Teacher resources and professional development across the curriculum
Teacher professional development and classroom resources across the curriculum
Change has always defined the United States, but the years between 1800 and 1860 brought about unusually profound social changes. Sheer growth accounted for much of the shift: the population expanded sixfold during this these years — or about 35 percent a decade — the greatest rate of expansion in America’s history.
Technological innovations spawned economic and social change. Steam-powered factories, boats, and trains made it much easier to create and move everything from wheat to iron, which in turn fostered wealth and the growth of the middle and working classes. Immigrants from Ireland and Germany flocked to the United States in unprecedented numbers, and the proportion of Americans who lived in cities and worked in factories increased substantially. In the South, though, an explosion in the growth of cotton benefited only a small minority and depended on the expansion of slavery, an institution that some Americans had expected to wither and die.
As the South became more conservative, determined to protect its traditional institutions, the North became more dynamic and reform-minded. The reform impulse sprang from religious revivals in which people sought spiritual salvation in the 1820s and 1830s; the injunction to lead a clean, holy life and seek perfection soon spread far beyond the church.
The growing economy provided both a motive and a means for reform. White, middle-class Northerners in particular were concerned over the unprecedented levels of urban disorder and immigration that accompanied early industrialization. Yet the discipline of producing market goods created a more clock-oriented and self-controlled society: rates of violence and alcohol consumption fell, and schools became more numerous and regimented.

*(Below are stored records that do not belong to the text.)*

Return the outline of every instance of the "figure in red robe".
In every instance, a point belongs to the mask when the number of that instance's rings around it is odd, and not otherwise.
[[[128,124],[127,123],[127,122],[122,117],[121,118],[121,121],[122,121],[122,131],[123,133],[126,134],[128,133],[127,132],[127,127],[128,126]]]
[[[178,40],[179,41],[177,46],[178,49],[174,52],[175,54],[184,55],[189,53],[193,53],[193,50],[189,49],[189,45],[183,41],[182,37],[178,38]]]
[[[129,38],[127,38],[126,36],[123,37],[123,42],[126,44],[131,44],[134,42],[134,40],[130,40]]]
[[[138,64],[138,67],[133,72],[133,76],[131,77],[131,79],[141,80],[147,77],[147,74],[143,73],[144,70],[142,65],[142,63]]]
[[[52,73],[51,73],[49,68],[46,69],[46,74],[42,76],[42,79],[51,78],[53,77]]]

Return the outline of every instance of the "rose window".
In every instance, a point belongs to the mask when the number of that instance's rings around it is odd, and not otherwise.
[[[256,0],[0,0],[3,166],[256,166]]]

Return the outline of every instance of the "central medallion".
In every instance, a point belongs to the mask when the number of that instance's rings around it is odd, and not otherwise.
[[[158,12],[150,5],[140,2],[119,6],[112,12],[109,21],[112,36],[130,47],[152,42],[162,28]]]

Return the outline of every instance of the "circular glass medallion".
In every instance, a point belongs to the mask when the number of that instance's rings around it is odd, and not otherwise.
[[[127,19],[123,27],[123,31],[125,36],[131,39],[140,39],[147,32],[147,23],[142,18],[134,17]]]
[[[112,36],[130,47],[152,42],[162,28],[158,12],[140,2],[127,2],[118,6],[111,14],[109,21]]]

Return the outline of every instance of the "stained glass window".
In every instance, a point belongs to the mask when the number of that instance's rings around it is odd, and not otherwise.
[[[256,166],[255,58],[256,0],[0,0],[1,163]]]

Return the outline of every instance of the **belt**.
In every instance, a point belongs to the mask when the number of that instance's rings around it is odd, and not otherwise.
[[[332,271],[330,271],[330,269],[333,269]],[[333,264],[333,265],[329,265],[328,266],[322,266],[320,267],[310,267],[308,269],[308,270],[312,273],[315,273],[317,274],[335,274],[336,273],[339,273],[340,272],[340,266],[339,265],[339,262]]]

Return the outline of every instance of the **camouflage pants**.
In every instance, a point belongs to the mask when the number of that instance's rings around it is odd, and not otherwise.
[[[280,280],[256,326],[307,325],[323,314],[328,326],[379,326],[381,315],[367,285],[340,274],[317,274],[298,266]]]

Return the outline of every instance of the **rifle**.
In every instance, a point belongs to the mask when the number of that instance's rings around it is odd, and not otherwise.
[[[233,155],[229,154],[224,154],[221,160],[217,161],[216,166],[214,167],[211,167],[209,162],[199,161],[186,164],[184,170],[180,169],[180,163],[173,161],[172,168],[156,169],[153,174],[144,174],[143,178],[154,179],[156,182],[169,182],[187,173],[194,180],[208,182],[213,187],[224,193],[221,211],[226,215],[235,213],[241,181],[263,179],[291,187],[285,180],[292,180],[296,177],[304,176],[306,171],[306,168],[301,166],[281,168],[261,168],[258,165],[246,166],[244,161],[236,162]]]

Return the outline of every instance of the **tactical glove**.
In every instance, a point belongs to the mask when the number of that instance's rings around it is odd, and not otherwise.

But growing numbers of reformers wanted more than a well- disciplined society. They saw no reason why the nation could not drive out all of its impurities: intemperance and sloth, certainly, but also all manner of unhealthy habits, greed, slavery, and even male dominance.
Americans were far from united in their reform impulses, which grew more splintered and ambitious with time. But the combination of economic transformation and religious reformation produced a seedbed for bold expectations and experiments.